The metrics can be classified into two types:
(1) Biological conservation metrics that evaluate the resolution of clustered cell types, including Average Silhouette Width, Normalized Mutual Information, and Mean Average Precision. Higher scores will be assigned for clustering results that successfully distinguish the different cell types.
(2)
Omics mixing metrics that measure the extent that different omics layers are mixed together, including Graph Connectivity, Average Silhouette Width Batch, and Seurat Alignment Score. Higher scores will be given if the scATAC-seq and scRNA-seq are evenly distributed in the latent embedding space. For brevity, we omit the mathematical formulations of the metrics, which can be found in the GLUE paper.
We compare these metrics across three model variants:
- GLUE is the model presented in the original GLUE paper.
- GLUE+PNA leverages multiple aggregators when encoding the guidance graph.
- GLUE+PNA+Decay further modifies the guidance graph to incorporate more gene-ATAC peak relationships.

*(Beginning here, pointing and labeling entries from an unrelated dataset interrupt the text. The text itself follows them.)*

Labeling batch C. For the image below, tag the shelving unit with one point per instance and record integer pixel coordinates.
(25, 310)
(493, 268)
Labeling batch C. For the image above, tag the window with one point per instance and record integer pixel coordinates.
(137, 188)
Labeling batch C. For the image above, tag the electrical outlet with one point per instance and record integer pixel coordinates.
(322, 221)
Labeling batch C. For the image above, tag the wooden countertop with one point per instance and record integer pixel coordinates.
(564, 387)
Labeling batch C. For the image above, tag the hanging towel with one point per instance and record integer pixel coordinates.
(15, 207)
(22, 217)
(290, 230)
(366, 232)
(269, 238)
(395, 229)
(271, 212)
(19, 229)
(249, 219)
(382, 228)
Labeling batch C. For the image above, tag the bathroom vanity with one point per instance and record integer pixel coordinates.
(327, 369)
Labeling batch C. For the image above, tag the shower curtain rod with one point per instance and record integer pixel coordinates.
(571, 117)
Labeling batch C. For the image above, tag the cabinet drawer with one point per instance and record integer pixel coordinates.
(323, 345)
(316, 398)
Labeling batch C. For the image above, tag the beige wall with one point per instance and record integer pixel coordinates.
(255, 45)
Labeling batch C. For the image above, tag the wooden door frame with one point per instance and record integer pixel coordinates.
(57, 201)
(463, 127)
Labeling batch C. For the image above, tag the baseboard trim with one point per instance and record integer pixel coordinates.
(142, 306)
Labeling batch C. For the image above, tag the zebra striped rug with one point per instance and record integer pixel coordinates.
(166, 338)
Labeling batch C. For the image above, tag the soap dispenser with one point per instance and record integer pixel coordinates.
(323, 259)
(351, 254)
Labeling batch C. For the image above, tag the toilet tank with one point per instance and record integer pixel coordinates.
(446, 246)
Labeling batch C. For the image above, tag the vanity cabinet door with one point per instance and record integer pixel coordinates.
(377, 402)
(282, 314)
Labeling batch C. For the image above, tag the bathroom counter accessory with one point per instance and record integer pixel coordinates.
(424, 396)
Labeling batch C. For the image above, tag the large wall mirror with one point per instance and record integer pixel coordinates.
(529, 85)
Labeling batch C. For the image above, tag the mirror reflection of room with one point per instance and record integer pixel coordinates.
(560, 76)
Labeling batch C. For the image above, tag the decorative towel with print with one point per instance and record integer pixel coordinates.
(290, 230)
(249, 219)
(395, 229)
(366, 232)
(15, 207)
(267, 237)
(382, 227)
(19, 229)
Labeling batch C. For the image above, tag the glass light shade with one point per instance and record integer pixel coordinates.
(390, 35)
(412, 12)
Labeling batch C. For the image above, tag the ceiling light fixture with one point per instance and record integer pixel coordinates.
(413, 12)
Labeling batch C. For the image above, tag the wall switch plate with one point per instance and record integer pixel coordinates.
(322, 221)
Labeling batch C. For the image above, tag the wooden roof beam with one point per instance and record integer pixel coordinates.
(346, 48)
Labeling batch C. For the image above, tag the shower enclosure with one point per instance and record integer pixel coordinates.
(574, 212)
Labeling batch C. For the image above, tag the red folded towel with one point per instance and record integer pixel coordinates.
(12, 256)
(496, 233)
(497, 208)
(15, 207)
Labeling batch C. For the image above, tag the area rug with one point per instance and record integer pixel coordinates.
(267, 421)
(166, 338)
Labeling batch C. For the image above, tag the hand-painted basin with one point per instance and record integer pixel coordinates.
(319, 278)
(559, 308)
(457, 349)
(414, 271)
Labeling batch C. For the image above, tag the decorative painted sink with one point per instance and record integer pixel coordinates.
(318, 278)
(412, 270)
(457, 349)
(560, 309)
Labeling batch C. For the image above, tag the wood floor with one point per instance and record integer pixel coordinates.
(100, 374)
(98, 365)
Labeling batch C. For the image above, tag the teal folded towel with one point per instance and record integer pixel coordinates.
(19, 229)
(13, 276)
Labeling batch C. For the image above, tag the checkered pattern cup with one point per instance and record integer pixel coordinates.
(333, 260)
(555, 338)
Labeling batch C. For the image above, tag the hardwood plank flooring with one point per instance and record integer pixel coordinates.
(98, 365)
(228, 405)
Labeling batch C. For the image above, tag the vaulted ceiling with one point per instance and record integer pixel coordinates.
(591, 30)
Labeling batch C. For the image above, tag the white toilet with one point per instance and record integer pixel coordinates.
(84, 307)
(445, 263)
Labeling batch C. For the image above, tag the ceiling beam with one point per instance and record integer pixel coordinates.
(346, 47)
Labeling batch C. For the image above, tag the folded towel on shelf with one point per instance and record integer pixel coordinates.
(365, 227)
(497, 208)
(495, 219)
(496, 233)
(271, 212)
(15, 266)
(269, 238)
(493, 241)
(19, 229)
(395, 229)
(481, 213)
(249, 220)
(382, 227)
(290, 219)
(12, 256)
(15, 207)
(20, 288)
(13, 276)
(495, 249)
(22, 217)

The overall performance is summarized in Table 1. Firstly, despite that for all metrics except Seurat Alignment Score, the original GLUE model still achieves the best results, our methods still perform comparatively. We hypothesize that our efforts are targeted at the construction and encoding of the prior guidance graph, which shall naturally lead to improvements of the node features rather than the cell features. However, only cell features are utilized in the cell integration process. Hence, we cannot see significant improvements of the related metrics. We will discuss more benefits of our methods in the Regulatory Inference Section. Secondly,
when comparing the two variants of our model, we can see that GLUE+PNA+Decay outperforms GLUE+PNA
in all biological conservation metrics. It may be credited to the additional prior knowledge introduced by the augmented gene-ATAC graph, which contributes to the bettered biological soundness of the cell features.
Regulatory Inference
Another important application of the multiomics integration framework is integrative regulatory inference. Following the GLUE pipeline, we first extract a directed non-cyclic skeleton graph with high-variant genes and ATAC peaks as nodes from the constructed guidance graph, on which we mine the regulatory relationships.

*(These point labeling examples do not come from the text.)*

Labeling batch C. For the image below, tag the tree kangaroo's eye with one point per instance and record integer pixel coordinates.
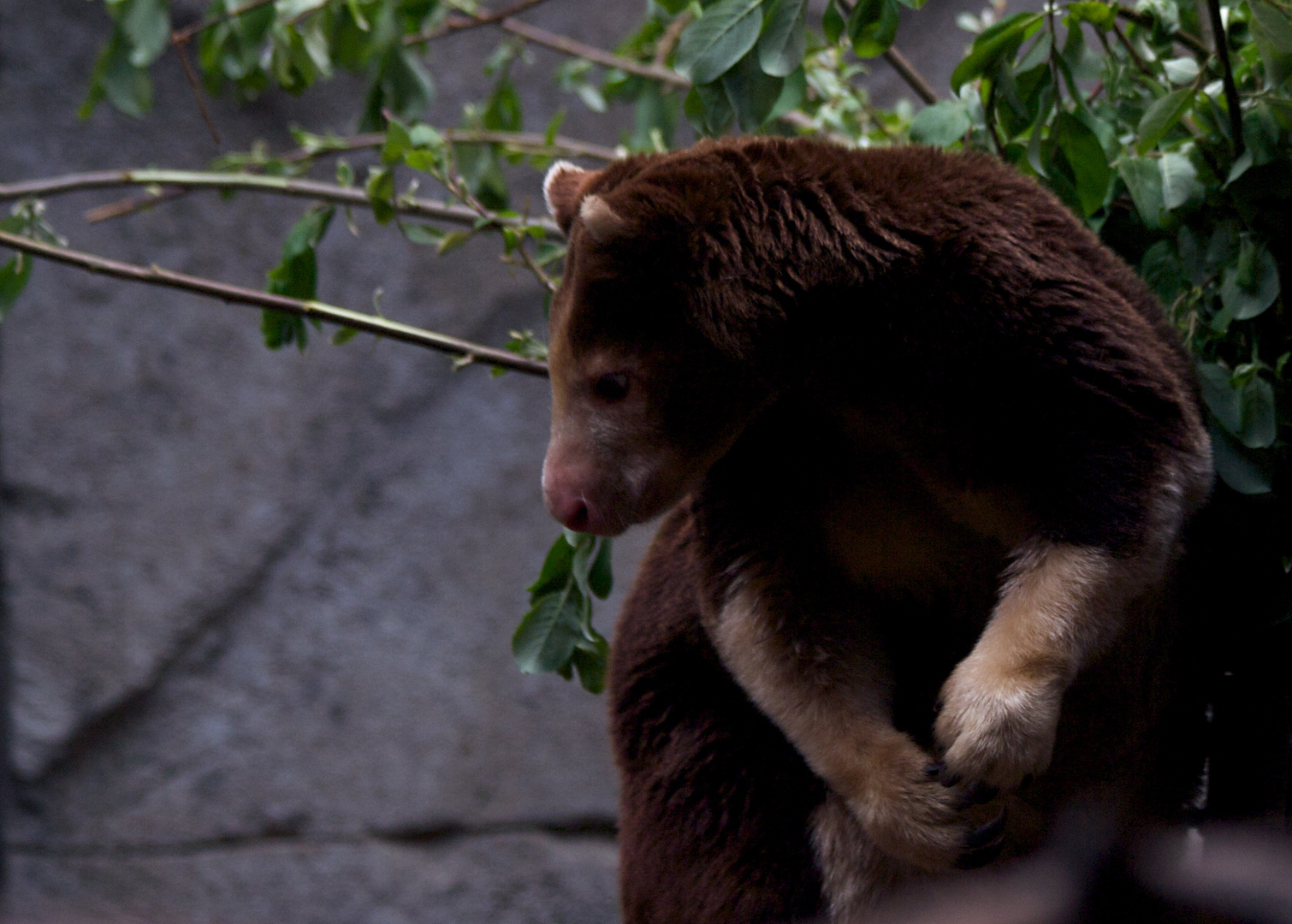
(611, 387)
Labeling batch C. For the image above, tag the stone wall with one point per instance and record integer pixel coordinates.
(260, 602)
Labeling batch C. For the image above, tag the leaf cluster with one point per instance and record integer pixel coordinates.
(1165, 126)
(557, 633)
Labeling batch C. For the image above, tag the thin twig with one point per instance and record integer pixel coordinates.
(182, 35)
(124, 207)
(534, 142)
(527, 142)
(1231, 103)
(460, 23)
(539, 273)
(990, 121)
(1135, 55)
(305, 189)
(181, 48)
(578, 50)
(668, 40)
(155, 275)
(902, 65)
(914, 79)
(1191, 42)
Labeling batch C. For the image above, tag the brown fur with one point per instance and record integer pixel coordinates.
(930, 441)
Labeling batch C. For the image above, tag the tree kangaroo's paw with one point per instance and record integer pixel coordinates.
(998, 726)
(910, 814)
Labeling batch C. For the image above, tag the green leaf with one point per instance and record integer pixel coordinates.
(793, 91)
(708, 110)
(397, 142)
(296, 277)
(291, 9)
(147, 25)
(600, 578)
(1162, 116)
(1273, 35)
(1178, 181)
(13, 280)
(833, 23)
(525, 344)
(1181, 70)
(1259, 420)
(1084, 154)
(380, 189)
(453, 240)
(1243, 470)
(1223, 400)
(1101, 15)
(995, 44)
(427, 235)
(785, 38)
(281, 329)
(556, 567)
(592, 668)
(1246, 412)
(719, 39)
(873, 26)
(751, 93)
(548, 633)
(1144, 181)
(941, 124)
(1162, 269)
(1251, 286)
(123, 84)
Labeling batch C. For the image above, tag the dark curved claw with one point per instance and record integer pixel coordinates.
(982, 844)
(988, 834)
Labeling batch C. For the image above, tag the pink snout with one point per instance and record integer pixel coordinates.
(570, 493)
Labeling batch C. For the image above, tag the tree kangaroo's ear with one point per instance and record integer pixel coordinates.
(562, 189)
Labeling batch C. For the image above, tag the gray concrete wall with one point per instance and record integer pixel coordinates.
(260, 602)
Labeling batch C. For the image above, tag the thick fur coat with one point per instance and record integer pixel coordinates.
(927, 450)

Then, we use the trained embeddings of the gene and ATAC peak features as node features. We calculate the cosine similarity of the features to obtain the regulatory scores, which are compared to a null distribution and are each assigned a significant score. The edges receiving significant regulatory scores are extracted as valid regulation relationships.
We then conduct a qualitative analysis on the mined regulatory graph. Firstly, as shown in the table below. We notice that around 1100 more relationships are extracted in our regulatory graph. Moreover, we found 41 genes uniquely appearing in our regulation graph, including important protein encoding genes such as CtsW, Bola1 and Figla. Furthermore, we examined that the weights related to the 41 gene nodes are relatively low, which confirms that they are relevant to the decayed edges we constructed in the extended region of the guidance graph. These findings demonstrate the strengths of our methods in finding richer regulatory relationships compared to the vanilla GLUE framework. Note that we could also combine the extracted gene-peak edges with the public peak-TF Motif data to form gene-TF regulation network, which is of more biological significance.